The world of containers can be confusing. What do you really need to get started using containers today? Starting small can lead to big results.
Containers are the new focus of any conversation surrounding DevOps. A composable, executable and portable unit of work our industry has been seeking for years and has everyone trying to figure out how to integrate them into solutions yesterday.
Unfortunately, the starting point is not always clear as the world of containers is growing faster than almost any technology in recent memory. The ecosystem is young, vast and rapidly changing. There are overwhelming choices on how to implement networking, storage, deployment, lifecycle management and monitoring. So, where to begin?
Focus on taking a small application or a component of a larger application and add a Dockerfile to it. Get comfortable building and rebuilding an image from scratch and move traditional configuration and package management closer to the code as it is developed. If the native functions of the Dockerfile are not enough, choose a tool like Ansible to ensure consistent image builds.
Once complete, you will have an immutable, shippable image that can be run on any system with a modern Linux kernel. As the container moves from the developer, to test, to QA, to production, it will not change. There is no drift in underlying OS dependencies, no reason to re-implement dependency configuration and management every step of the deployment process. The time to move code from the developer to production decreases and all the same tools for testing and deployment can be used along the way.

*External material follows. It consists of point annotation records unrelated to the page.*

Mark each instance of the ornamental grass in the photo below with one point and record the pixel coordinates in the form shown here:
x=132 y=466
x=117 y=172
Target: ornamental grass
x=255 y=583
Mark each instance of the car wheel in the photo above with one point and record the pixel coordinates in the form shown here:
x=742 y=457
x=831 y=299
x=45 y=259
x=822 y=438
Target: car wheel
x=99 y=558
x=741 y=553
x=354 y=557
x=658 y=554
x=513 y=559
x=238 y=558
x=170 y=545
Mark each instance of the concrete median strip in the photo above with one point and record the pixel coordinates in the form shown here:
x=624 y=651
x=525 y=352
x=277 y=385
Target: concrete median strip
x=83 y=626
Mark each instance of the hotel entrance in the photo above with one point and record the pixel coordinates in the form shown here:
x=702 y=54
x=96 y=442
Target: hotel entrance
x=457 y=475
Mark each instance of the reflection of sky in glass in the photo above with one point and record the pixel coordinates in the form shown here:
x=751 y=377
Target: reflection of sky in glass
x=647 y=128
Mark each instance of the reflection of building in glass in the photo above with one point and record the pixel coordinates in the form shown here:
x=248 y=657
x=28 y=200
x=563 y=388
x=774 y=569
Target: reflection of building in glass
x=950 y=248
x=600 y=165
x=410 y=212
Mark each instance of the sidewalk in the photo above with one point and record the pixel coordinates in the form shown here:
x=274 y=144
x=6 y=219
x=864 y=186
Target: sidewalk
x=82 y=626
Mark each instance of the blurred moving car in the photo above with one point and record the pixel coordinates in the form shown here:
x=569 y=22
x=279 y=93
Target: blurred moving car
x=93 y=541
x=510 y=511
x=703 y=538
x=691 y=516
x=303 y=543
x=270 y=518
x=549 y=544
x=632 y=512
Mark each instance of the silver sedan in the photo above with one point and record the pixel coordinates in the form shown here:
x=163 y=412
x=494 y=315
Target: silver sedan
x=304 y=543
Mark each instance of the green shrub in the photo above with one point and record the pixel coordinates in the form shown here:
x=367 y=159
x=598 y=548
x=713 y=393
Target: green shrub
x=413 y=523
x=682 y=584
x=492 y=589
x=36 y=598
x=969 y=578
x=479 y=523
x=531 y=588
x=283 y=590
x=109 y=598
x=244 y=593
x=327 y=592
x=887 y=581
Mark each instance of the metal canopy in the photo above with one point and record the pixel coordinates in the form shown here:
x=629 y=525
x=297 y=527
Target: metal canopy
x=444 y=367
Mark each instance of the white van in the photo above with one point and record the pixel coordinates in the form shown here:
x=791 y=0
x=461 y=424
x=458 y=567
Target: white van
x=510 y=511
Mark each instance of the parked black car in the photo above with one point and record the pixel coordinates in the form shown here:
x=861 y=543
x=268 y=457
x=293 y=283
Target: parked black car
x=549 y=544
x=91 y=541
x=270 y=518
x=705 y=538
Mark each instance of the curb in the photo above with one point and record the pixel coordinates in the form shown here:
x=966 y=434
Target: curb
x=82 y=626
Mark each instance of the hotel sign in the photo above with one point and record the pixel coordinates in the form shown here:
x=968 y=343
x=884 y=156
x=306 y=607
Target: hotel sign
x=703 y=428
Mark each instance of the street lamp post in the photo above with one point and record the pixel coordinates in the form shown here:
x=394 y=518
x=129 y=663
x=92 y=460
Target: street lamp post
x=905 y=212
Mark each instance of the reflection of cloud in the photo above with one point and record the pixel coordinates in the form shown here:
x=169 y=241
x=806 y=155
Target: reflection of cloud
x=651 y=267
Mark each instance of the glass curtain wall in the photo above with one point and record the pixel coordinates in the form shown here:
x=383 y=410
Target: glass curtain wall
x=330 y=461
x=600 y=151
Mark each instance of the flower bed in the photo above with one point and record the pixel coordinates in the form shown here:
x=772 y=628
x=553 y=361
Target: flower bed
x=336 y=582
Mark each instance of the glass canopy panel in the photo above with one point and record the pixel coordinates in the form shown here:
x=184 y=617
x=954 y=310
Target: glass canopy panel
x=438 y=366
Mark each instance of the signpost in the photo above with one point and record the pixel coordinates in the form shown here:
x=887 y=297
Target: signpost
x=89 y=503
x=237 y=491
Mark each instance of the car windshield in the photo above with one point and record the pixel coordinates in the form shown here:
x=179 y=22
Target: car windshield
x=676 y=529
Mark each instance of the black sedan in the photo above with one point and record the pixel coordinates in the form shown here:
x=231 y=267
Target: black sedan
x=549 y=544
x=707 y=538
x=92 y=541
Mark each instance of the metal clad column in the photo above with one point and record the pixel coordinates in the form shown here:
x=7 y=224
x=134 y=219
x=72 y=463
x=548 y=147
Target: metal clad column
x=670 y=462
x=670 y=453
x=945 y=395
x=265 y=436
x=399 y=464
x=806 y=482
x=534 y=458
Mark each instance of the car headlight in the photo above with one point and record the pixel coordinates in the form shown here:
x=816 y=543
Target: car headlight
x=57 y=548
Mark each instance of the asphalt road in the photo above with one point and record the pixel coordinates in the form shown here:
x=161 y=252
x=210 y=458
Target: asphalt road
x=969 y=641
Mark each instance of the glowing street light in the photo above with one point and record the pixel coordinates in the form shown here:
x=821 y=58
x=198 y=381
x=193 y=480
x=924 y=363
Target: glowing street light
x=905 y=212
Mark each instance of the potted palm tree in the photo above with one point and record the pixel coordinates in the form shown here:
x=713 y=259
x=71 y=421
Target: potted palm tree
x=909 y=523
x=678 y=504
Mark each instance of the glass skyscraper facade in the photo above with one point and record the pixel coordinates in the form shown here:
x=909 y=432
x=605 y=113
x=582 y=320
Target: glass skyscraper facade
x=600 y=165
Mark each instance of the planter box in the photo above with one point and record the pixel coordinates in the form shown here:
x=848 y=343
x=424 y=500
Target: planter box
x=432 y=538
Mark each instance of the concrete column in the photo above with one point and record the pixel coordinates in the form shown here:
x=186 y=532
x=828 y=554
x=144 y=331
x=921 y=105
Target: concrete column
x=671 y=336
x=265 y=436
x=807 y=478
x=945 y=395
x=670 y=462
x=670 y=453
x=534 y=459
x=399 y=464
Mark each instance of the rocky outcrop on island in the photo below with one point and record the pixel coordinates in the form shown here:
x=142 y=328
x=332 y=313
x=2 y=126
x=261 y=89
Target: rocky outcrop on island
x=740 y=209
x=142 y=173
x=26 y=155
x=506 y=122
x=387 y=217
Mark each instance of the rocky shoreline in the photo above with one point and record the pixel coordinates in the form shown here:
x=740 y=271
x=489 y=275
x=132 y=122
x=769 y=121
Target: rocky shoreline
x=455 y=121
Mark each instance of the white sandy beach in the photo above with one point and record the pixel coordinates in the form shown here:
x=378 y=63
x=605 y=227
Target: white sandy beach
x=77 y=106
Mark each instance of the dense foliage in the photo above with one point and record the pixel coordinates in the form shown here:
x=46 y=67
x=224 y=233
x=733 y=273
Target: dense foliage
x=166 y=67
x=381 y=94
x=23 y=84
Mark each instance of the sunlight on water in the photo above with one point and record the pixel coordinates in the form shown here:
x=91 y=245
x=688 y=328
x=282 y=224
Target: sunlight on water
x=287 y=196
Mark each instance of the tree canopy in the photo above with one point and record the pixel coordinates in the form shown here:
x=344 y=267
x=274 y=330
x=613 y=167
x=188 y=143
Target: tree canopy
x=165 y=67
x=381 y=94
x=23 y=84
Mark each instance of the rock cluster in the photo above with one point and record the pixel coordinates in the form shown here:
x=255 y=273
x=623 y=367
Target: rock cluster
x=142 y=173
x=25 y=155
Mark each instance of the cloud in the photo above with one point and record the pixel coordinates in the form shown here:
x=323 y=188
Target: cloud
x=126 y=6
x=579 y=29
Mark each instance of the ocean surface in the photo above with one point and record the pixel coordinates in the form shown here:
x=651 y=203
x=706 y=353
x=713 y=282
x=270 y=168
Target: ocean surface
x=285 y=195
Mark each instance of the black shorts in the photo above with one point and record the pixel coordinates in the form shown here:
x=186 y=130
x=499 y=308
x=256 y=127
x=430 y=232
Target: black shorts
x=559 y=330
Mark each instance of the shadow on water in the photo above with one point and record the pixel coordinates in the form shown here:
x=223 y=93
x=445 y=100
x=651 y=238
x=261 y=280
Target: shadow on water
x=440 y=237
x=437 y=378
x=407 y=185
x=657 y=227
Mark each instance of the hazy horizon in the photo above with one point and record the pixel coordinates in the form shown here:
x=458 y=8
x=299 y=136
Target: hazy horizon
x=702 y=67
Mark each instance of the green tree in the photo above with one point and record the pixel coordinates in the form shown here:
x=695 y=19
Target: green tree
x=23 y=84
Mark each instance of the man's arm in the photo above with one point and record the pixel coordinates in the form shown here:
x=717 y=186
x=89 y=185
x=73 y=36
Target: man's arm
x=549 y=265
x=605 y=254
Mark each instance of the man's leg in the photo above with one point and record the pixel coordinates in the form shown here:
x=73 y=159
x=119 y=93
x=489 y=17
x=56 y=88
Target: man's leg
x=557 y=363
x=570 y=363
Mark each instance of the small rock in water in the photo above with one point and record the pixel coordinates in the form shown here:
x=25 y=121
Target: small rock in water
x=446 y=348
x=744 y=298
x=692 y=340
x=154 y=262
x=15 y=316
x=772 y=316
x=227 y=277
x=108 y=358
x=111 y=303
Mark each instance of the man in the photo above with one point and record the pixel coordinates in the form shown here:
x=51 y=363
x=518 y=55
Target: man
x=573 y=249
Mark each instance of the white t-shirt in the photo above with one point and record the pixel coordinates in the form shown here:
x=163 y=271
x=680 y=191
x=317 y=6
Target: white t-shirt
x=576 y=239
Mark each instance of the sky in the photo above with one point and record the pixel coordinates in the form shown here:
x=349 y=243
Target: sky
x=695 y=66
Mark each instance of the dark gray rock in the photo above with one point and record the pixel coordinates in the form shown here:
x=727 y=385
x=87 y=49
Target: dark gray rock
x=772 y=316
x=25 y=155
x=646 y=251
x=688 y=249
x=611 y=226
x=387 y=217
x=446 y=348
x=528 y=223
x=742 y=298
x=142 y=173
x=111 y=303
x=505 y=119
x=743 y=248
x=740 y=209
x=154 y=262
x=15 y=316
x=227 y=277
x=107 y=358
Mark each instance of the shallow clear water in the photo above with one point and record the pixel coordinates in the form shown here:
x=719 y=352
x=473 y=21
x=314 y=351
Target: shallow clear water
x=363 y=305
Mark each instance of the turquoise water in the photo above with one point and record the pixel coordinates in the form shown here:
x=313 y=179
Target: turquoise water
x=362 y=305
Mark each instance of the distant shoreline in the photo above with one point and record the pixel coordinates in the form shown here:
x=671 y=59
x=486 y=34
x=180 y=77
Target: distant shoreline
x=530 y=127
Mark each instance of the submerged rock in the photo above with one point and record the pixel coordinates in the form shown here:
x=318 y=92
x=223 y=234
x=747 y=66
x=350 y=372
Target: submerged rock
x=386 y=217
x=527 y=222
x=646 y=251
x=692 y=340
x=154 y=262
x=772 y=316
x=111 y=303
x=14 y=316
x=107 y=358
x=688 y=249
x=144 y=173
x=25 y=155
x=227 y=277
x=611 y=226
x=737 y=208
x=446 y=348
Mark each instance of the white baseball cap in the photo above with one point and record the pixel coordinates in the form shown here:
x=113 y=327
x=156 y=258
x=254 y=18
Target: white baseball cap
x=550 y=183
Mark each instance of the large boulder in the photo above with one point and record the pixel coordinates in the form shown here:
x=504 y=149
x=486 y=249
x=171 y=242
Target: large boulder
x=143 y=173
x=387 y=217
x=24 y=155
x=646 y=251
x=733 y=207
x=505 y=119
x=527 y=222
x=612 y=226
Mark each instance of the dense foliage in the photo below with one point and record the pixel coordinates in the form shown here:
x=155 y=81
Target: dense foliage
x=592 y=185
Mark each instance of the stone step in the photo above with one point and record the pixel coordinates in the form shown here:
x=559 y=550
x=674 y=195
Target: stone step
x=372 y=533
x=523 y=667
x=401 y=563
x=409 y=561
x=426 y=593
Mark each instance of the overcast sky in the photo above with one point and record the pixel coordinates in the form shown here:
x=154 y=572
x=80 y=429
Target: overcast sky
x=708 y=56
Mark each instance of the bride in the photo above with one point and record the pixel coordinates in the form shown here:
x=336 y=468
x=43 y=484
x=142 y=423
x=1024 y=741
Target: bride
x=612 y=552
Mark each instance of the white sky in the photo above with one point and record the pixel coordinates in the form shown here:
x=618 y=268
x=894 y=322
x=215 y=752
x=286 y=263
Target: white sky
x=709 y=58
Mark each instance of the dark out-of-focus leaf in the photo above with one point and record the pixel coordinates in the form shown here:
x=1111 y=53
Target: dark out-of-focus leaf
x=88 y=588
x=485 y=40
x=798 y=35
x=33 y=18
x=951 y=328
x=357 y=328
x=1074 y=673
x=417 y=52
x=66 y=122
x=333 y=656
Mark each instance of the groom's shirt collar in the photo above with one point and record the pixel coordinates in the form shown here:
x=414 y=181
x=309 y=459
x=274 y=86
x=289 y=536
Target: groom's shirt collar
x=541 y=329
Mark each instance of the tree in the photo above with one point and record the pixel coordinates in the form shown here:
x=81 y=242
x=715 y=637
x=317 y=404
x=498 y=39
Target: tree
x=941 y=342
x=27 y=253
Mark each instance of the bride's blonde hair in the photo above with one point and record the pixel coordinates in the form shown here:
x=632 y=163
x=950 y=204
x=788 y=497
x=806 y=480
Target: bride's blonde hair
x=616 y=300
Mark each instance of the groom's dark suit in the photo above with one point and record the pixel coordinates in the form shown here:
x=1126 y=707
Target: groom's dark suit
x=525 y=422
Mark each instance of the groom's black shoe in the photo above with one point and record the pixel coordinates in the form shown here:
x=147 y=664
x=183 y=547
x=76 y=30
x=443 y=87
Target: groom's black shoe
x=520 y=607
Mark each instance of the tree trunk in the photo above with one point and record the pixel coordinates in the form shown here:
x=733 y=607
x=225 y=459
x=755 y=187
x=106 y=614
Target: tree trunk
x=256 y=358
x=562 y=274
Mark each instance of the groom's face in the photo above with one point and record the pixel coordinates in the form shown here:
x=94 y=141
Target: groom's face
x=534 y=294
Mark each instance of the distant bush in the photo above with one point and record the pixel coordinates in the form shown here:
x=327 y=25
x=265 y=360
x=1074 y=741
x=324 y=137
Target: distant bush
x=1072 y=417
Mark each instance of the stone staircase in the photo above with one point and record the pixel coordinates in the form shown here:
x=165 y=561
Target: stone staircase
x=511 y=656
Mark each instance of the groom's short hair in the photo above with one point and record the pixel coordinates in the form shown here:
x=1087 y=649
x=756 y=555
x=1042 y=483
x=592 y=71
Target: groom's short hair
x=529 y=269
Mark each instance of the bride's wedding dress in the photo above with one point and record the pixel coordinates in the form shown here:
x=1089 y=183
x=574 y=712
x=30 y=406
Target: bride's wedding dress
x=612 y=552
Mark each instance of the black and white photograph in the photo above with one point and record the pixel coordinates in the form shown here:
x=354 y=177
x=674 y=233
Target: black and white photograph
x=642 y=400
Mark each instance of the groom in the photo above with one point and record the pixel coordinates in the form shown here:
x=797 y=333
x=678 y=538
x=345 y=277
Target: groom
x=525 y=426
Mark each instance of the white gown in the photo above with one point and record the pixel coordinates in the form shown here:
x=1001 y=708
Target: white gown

The smallest change can be the biggest step to keep technology moving forward. There is no reason to jump directly to reengineering entire environments and deployment strategies. Keep current development and testing processes constant and move development to containers. That incremental change alone can speed time to delivery and in turn shorten continuous delivery cycles.
Eventually, containers you make will lead the way to using more complex Datacenter as a Service (DCOS) tools such as Mesos, Kubernetes and Rancher and implementing service discovery and monitoring with tools like as Sysdig and WeaveWorks,
It all starts with the first container, which can be created, tested and used in production today.